Statistics in insurance

Copyright notice
This article Statistics In Insurance was adapted from an original article by Steve Drekic, which appeared in StatProb: The Encyclopedia Sponsored by Statistics and Probability Societies. The original article ([http://statprob.com/encyclopedia/StatisticsInInsurance.html StatProb Source], Local Files: pdf \| tex) is copyrighted by the author(s), the article has been donated to Encyclopedia of Mathematics, and its further issues are under Creative Commons Attribution Share-Alike License'. All pages from StatProb are contained in the Category StatProb.

2020 Mathematics Subject Classification: Primary: 62P05 [MSN][ZBL]

STATISTICS IN INSURANCE

Steve Drekic

Department of Statistics and Actuarial Science

University of Waterloo, Ontario, Canada, N2L 3G1

In attempting to analyze insurance losses arising in connection with health coverages as well as property and casualty insurance situations involving homeowner and automobile coverages, it is imperative to understand that a portfolio of insurance business is very complicated in terms of the nature of its past and future risk-based behaviour. There are many deterministic and stochastic influences at play, and the precise prediction of the future claims experience necessitates that all such influences and their effects be identified. The role of probability and statistics is vitally important in this regard, not only in terms of providing the required statistical methodology to properly analyze any data collected by the business, but also in assessing whether a quantitative (i.e. theoretical) model is able to accurately predict the claims experience of a portfolio of insurance business.

First of all, in situations when the underlying data are very extensive and have been collected in the most appropriate form for its intended purpose, it is indeed possible to answer many of the questions which arise in general insurance using observed claim size distributions and/or observed claim counts. However, it is quite often the case that data are far from extensive and may not actually be in the most convenient form for analysis. In such circumstances, calculations are only possible if certain (mathematical) assumptions are made. In other words, a quantitative model is formulated involving the use of theoretical probability distributions. Moreover, even in situations where the data are extensive, the use of theoretical distributions may still be essential. Several reasons emphasizing the importance of their use include:

knowledge of their convenient and established properties, which facilitate the analysis of many problems,
the fact that the distribution is completely summarized by a relatively small number of parameters (which characterize its location, spread, and shape) and it is not

necessary to work with a lengthy set of observed data,

the fact that they enable one to make statistical inferences concerning the behaviour of insurance portfolios,
their tractability in terms of mathematical manipulation, permitting the development of useful theoretical results.

The Central Limit Theorem justifies why normal distributions play such an important role in statistics. In particular, the well-known law of large numbers is employed in the literature on risk management and insurance to explain pooling of losses as an insurance mechanism. For most classes of general insurance, the claim size distribution is markedly skew with a long tail to the right.
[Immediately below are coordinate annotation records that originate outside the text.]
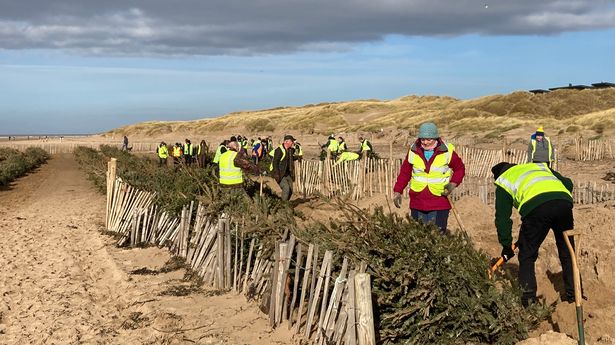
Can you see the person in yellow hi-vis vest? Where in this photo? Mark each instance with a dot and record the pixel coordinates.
(163, 154)
(282, 166)
(346, 157)
(434, 170)
(332, 146)
(231, 164)
(540, 148)
(543, 198)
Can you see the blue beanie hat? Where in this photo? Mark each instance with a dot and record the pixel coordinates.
(428, 130)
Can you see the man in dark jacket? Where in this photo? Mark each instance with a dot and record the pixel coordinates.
(282, 167)
(544, 200)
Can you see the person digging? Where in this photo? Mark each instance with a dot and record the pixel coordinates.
(543, 198)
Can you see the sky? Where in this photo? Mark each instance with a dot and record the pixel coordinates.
(88, 66)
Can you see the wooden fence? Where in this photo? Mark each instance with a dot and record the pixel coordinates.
(295, 282)
(591, 150)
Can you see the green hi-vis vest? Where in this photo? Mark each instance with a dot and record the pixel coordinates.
(272, 153)
(333, 145)
(525, 181)
(218, 154)
(229, 173)
(163, 152)
(548, 143)
(365, 146)
(439, 173)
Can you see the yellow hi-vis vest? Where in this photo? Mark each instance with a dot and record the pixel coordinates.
(163, 152)
(177, 151)
(341, 147)
(439, 173)
(525, 181)
(187, 149)
(347, 157)
(333, 145)
(229, 173)
(272, 153)
(365, 146)
(218, 154)
(298, 150)
(548, 143)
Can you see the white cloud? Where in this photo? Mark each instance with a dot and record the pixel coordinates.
(238, 27)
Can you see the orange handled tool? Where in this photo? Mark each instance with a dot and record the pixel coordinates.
(499, 263)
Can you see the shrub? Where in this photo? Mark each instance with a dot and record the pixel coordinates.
(14, 164)
(427, 288)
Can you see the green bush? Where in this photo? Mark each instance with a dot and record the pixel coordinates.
(427, 288)
(14, 164)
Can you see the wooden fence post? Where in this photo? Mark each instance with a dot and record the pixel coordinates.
(366, 332)
(111, 176)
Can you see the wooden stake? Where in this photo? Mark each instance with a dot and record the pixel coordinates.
(366, 333)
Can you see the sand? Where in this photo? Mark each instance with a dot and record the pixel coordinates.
(63, 282)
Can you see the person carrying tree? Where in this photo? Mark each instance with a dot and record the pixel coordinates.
(282, 166)
(434, 170)
(366, 148)
(232, 163)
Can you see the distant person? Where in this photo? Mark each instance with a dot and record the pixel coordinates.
(346, 157)
(540, 148)
(282, 167)
(220, 150)
(257, 150)
(366, 148)
(202, 153)
(177, 155)
(298, 150)
(188, 152)
(231, 164)
(544, 200)
(341, 145)
(434, 170)
(331, 146)
(163, 154)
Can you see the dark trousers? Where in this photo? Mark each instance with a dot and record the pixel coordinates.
(287, 187)
(439, 218)
(553, 214)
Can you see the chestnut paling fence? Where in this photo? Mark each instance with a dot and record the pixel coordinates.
(297, 282)
(369, 177)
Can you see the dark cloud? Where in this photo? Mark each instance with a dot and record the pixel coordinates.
(236, 27)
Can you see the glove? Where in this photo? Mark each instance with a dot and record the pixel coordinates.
(397, 199)
(449, 188)
(507, 253)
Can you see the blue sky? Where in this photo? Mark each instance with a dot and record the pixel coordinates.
(62, 76)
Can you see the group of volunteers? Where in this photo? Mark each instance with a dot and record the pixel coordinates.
(542, 196)
(184, 153)
(337, 149)
(433, 169)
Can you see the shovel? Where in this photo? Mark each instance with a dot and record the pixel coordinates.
(499, 263)
(576, 276)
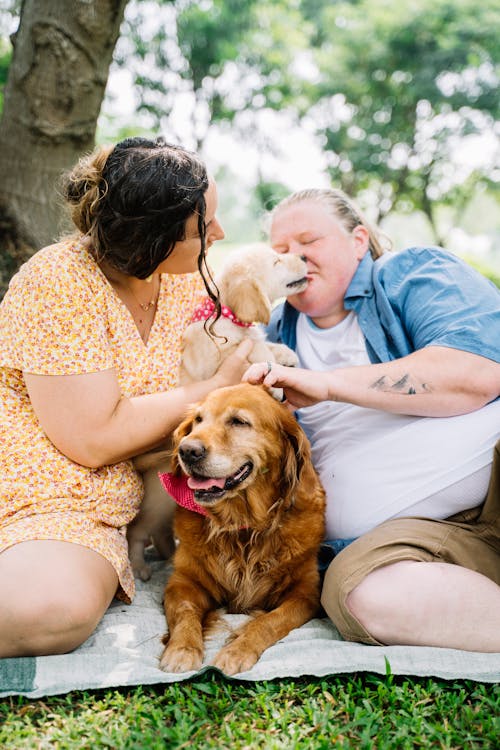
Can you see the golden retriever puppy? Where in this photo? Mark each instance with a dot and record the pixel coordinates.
(251, 280)
(251, 543)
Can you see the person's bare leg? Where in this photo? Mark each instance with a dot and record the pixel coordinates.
(52, 594)
(429, 604)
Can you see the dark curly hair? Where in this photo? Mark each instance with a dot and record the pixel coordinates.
(133, 201)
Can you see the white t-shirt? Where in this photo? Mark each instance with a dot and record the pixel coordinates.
(375, 465)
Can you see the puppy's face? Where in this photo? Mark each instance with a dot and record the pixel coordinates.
(232, 437)
(279, 275)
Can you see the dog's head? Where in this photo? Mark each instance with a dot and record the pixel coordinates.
(253, 277)
(237, 439)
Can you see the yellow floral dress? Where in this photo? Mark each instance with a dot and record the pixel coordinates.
(61, 316)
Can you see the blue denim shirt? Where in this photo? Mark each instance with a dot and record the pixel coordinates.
(404, 302)
(415, 298)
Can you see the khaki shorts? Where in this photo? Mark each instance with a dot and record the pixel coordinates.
(470, 539)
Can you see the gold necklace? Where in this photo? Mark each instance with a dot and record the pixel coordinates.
(145, 306)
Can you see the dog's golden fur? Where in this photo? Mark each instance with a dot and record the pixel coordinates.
(252, 278)
(256, 550)
(250, 281)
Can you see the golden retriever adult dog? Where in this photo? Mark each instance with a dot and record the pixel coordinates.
(250, 281)
(252, 546)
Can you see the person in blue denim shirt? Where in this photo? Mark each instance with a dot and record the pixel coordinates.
(397, 390)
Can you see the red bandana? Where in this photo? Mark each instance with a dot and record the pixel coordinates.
(206, 309)
(183, 495)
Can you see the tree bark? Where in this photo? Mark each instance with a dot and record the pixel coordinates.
(57, 78)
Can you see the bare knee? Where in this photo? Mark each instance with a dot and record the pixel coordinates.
(51, 624)
(364, 612)
(377, 599)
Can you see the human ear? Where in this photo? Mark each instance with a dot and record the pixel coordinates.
(361, 239)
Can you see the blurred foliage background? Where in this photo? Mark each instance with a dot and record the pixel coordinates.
(396, 102)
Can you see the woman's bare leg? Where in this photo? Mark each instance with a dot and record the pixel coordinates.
(429, 604)
(53, 594)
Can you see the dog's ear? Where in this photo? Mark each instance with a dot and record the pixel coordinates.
(295, 452)
(248, 300)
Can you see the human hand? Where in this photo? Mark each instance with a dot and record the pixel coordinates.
(301, 387)
(232, 368)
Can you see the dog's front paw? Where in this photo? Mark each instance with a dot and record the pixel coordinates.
(232, 659)
(285, 356)
(181, 659)
(142, 570)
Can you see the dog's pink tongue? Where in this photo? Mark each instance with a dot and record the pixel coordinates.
(205, 484)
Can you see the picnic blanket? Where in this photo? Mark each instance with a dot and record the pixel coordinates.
(125, 649)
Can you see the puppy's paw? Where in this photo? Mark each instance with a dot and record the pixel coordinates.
(181, 659)
(285, 356)
(231, 659)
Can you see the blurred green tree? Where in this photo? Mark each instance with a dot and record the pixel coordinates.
(52, 97)
(404, 86)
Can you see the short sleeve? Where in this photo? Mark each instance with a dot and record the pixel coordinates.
(51, 319)
(442, 301)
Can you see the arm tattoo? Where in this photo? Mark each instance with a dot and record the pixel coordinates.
(404, 385)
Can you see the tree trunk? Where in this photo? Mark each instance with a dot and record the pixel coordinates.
(56, 83)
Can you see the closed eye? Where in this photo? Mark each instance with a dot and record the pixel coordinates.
(238, 422)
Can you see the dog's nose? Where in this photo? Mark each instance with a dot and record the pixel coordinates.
(191, 451)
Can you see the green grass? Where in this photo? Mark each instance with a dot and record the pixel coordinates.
(355, 711)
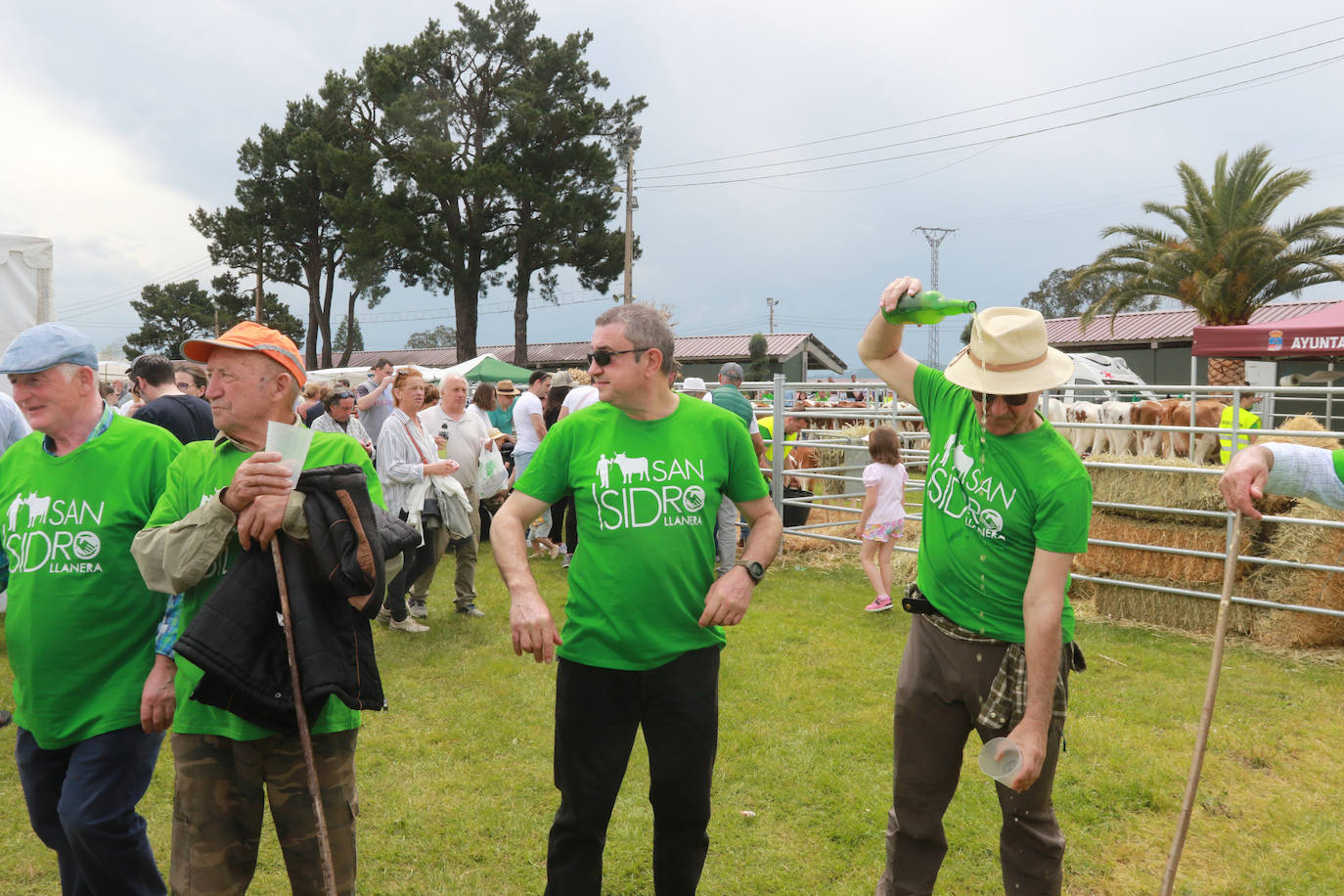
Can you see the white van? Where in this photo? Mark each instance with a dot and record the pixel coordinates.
(1099, 378)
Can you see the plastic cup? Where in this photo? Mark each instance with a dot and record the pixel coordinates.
(1002, 769)
(291, 443)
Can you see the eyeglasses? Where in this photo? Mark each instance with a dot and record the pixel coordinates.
(604, 356)
(988, 398)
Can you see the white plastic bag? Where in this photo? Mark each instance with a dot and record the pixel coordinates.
(491, 475)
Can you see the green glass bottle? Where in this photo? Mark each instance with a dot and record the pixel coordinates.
(927, 306)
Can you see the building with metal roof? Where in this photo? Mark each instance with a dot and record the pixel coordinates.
(790, 353)
(1157, 344)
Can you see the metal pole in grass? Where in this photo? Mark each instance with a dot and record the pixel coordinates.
(1206, 716)
(324, 846)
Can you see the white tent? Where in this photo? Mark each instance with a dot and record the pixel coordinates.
(25, 298)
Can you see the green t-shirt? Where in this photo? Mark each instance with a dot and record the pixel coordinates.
(503, 420)
(647, 493)
(730, 398)
(200, 473)
(989, 503)
(81, 622)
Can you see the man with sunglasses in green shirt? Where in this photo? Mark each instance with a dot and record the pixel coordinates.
(644, 615)
(1006, 507)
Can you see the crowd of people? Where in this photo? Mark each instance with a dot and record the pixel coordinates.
(635, 482)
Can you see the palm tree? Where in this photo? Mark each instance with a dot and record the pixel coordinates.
(1225, 259)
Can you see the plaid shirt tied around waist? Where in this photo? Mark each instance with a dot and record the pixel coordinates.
(1006, 702)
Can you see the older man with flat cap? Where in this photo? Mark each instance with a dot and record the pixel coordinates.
(1006, 507)
(222, 496)
(81, 622)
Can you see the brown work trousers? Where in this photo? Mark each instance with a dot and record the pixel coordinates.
(218, 810)
(940, 688)
(464, 553)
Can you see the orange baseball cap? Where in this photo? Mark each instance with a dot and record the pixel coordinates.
(251, 336)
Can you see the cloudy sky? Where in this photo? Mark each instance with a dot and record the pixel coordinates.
(789, 148)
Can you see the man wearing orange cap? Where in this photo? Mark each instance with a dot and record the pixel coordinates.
(222, 496)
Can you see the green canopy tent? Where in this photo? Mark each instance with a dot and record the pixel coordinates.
(487, 368)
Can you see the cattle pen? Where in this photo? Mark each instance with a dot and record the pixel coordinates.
(1160, 531)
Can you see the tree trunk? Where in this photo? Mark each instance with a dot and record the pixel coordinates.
(349, 332)
(521, 288)
(313, 320)
(327, 316)
(1226, 371)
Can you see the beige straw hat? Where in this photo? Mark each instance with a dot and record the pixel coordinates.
(1008, 355)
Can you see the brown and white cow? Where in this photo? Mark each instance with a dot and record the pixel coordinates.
(1148, 414)
(1085, 441)
(1207, 414)
(1120, 439)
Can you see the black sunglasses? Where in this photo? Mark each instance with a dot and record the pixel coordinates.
(988, 398)
(604, 356)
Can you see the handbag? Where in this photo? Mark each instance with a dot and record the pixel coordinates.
(430, 514)
(491, 475)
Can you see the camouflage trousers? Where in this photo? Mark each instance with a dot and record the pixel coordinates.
(218, 810)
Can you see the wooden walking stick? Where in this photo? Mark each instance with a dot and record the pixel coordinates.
(1206, 718)
(324, 845)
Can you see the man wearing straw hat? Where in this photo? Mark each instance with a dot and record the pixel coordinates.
(222, 496)
(1007, 504)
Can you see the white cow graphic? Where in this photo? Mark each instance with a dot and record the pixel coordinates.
(632, 467)
(36, 510)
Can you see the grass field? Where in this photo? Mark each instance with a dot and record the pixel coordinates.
(456, 791)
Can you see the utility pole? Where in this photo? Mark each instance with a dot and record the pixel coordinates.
(258, 280)
(631, 204)
(934, 236)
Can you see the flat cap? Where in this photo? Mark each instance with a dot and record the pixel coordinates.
(46, 345)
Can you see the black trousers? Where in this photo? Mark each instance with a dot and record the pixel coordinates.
(597, 712)
(416, 560)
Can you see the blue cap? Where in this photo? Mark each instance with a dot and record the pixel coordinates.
(46, 345)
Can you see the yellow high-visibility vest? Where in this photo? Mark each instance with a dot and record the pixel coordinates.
(1245, 422)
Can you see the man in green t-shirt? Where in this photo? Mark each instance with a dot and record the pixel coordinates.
(81, 622)
(647, 469)
(1006, 507)
(221, 497)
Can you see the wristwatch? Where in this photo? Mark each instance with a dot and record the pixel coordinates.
(753, 568)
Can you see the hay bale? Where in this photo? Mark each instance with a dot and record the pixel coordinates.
(1111, 561)
(1160, 608)
(1170, 485)
(829, 456)
(1305, 587)
(1304, 424)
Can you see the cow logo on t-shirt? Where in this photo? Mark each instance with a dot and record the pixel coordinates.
(637, 492)
(53, 533)
(963, 489)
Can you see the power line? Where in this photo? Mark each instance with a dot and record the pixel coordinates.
(1000, 104)
(981, 143)
(1006, 122)
(117, 295)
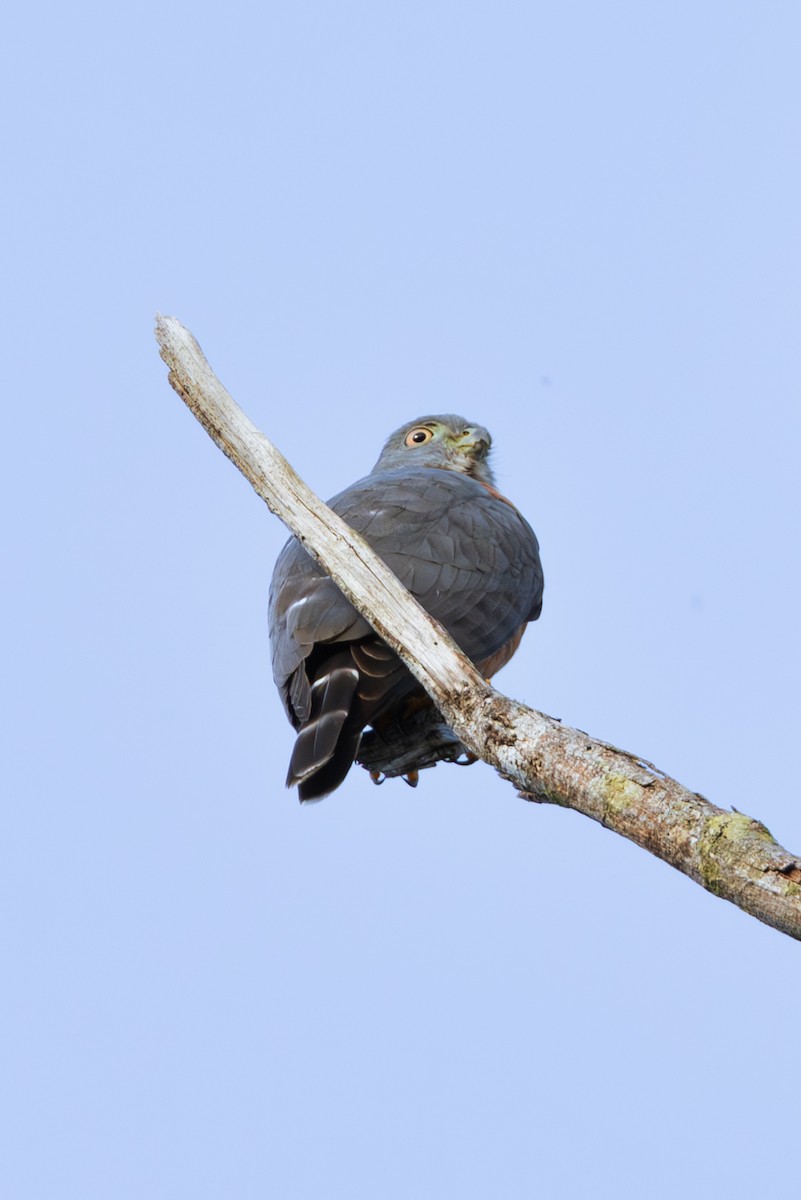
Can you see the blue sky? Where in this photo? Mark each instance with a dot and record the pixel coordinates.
(577, 225)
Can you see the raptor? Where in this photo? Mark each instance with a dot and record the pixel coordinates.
(431, 509)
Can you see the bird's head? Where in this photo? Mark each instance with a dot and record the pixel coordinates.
(447, 442)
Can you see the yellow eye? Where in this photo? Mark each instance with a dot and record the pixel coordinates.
(419, 437)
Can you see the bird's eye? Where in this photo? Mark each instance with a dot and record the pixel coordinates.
(419, 436)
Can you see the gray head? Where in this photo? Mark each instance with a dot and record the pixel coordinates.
(447, 442)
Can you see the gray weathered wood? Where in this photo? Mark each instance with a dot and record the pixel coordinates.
(729, 853)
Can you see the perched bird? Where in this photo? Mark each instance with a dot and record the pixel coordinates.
(429, 508)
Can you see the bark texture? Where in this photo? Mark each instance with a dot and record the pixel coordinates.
(727, 852)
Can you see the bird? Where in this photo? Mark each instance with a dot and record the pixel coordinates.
(431, 509)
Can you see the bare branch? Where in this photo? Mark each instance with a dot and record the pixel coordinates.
(728, 853)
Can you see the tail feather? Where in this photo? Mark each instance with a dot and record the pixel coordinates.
(348, 690)
(332, 694)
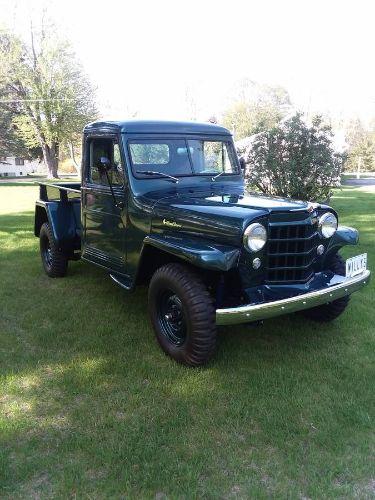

If an insurer were to experience a large number of claims with respect to a particular block of business, its total payout (i.e. aggregate claims) might, however, be expected to be approximately normal distributed, being the sum of a large number of individual claims. This assumption is certainly reasonable for many purposes. There may, however, be problems associated with the extreme tails of the distribution, and these tails are particularly important for reinsurance purposes. Serious consequences could result from an insurance business basing financial risk management decisions on a model which understates the probability and scope of large losses. As a result, other parametric models, such as the gamma, log-normal, and Pareto distributions, are often much better suited to capture the positively skewed nature of the claim size distribution, and would therefore be much safer to use for estimating reinsurance premiums with regard to very large claims.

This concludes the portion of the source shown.